Me? Eyes. Especially if they’re in the back of her head. What’s all this about Patti Smith, you manifesto maestros?
Wendy: “My favourite female singer. A true rebel.”
So will you be reciting poetry on your next record?
Wendy: “Yeah. Then I’m gonna fall off a stage and break my neck.
Then you’ll write a play with Sam Shepard?
Wendy: “Yes, that’s it. Phwoar, Sam Shepard.”
Nick: “Patti Smith’s the sexiest woman in music history apart from Debbie Harry. No, she is. I know she’s ugly, but she’s wild. Imagine what she’d be saying to you when you fuck her.”
Wendy: “So the brain is more important?”
Excuse me … she went off to paint, didn’t she?
Tex: “Yes. And decorate.”
Wendy: “So anyway, tell me about her and Sam Shepard…”
Transvision Vamp. I am talking to Wendy James (former child opera star, of lost Norwegian parents), Nick Christian Sayer, and Tex Axile. Revolution Baby, and they were supposed to be the foamy sea that washed over us. Not quite. Never mind, let’s try again. Tell That Girl to Shut Up, as belted out by Holly and the Italians, the sort of great trashy song you thought nobody remembered but you. And soon, an album with the only name it could have; Pop Art, featuring Hanging Out With Halo Jones, Andy Warhol’s Dead, and Sex Kick. Every one a rip-off, every one a thrill.

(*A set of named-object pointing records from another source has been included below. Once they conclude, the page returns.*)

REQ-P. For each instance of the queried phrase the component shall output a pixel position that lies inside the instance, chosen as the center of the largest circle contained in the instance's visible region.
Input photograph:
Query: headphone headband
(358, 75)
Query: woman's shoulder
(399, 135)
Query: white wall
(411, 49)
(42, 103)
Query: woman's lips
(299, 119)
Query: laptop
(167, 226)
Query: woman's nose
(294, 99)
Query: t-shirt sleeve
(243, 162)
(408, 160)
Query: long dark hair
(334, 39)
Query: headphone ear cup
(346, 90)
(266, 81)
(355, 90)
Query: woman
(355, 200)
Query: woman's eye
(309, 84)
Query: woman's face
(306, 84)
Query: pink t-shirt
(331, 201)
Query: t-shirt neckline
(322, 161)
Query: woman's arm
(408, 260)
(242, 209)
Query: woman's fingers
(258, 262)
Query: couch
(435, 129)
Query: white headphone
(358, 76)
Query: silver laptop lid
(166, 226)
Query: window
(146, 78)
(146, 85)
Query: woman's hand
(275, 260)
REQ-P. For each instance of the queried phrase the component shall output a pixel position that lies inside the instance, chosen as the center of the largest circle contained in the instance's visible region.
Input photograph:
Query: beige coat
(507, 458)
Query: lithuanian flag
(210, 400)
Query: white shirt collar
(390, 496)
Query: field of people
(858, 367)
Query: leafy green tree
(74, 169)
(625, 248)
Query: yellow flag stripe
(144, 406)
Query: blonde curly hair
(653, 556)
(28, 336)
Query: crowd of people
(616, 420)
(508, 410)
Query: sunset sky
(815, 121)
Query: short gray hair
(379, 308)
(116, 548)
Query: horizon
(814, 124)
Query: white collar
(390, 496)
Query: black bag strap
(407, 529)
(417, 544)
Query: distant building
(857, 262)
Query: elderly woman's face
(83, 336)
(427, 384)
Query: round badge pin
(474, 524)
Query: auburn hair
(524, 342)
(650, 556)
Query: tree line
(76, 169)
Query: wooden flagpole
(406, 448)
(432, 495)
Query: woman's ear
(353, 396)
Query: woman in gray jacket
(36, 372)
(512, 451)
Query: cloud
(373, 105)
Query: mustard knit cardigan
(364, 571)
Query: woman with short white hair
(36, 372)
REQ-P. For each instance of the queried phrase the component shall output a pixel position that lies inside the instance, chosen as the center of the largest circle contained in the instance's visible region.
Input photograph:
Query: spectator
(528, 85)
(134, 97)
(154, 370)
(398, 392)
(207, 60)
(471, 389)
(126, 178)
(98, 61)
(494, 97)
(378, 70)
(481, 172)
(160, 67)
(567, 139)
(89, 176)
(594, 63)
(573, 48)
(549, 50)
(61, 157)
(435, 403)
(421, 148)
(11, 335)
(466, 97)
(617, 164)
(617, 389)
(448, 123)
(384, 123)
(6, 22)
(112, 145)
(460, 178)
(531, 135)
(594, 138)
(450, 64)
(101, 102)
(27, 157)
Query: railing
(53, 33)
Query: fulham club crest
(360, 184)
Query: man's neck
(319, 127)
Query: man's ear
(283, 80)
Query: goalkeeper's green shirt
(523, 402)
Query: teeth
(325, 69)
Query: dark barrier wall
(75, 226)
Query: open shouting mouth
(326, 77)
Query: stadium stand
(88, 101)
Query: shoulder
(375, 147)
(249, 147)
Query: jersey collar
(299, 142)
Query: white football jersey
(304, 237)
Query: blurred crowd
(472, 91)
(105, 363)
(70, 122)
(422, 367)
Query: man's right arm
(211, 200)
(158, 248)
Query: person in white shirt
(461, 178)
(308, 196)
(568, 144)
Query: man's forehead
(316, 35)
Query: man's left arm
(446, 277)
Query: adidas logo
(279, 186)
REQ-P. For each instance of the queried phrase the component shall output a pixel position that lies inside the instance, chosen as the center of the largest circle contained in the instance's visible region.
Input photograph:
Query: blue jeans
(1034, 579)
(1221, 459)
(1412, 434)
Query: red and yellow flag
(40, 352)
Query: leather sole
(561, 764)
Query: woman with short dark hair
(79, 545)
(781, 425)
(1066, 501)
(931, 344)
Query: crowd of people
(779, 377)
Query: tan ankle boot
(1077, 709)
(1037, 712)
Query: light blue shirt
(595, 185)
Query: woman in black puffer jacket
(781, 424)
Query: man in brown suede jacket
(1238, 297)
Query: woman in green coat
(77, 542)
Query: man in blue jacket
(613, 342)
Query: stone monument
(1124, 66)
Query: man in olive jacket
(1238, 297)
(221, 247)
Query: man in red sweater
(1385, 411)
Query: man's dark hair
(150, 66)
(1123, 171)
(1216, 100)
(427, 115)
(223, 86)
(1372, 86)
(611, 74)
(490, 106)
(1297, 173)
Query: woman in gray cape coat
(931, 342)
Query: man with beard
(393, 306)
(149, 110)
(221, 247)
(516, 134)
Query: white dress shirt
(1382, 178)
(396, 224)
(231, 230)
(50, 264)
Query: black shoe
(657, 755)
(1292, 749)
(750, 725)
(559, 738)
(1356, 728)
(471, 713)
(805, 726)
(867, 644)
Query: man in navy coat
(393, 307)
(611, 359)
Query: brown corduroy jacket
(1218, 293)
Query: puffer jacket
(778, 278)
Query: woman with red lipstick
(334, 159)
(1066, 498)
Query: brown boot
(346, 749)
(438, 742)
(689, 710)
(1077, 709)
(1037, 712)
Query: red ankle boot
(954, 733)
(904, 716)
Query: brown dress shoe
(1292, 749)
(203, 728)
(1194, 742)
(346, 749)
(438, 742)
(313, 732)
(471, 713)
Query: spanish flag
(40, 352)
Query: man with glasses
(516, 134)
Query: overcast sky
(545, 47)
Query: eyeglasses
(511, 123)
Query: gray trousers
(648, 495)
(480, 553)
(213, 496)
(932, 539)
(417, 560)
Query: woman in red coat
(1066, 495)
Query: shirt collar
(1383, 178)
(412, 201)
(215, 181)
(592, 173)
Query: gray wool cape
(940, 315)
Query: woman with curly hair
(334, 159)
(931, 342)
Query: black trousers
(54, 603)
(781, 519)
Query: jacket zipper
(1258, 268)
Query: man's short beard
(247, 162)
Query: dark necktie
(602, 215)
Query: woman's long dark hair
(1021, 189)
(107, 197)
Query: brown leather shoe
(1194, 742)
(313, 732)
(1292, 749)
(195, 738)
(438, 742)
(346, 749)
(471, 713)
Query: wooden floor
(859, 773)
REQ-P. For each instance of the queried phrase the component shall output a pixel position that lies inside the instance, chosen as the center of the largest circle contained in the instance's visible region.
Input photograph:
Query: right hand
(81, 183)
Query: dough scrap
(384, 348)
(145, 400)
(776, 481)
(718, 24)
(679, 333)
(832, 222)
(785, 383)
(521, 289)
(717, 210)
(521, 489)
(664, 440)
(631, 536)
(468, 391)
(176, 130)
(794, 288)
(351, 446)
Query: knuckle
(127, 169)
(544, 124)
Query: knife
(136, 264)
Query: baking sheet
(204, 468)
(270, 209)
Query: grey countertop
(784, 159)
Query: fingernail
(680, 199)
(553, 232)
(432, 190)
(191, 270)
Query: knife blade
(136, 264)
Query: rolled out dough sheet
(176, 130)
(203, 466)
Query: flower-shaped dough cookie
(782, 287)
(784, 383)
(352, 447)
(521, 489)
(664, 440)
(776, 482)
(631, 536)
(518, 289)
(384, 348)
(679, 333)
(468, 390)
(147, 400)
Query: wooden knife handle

Transvision Vamp didn’t want me to interview them. Partly because Wendy is Sinead O’Connor’s babysitter, and partly because they thought I would ask them to “justify themselves”. I have never asked a pop group to justify itself in my life. There’s no need; fools always stick their own gob in the noose.
Anyway, I may not be impressed by Transvision Vamp’s press officer, the Queen of Bloody Sheba, but if I have time right now to think about the group itself and what it’s gamely doing, I could well be as dazzled as those who’ve gone before me.
Transvision Vamp drop all the right names and all you can do, despite the nagging doubt that they’re a journalist’s dream concept rather than a human being’s pop group, is catch them like a puppy. There’s enough rain, concrete, and science. Quite enough. Vamp would like to vomit shooting stars and seduce the eye of the storm. Make of all this what you will: it’s the only way. I’d just like to add that Revolution Baby was not, as is commonly thought, Get It On. It was Telegram Sam. I know about these things. Call it a soft spot.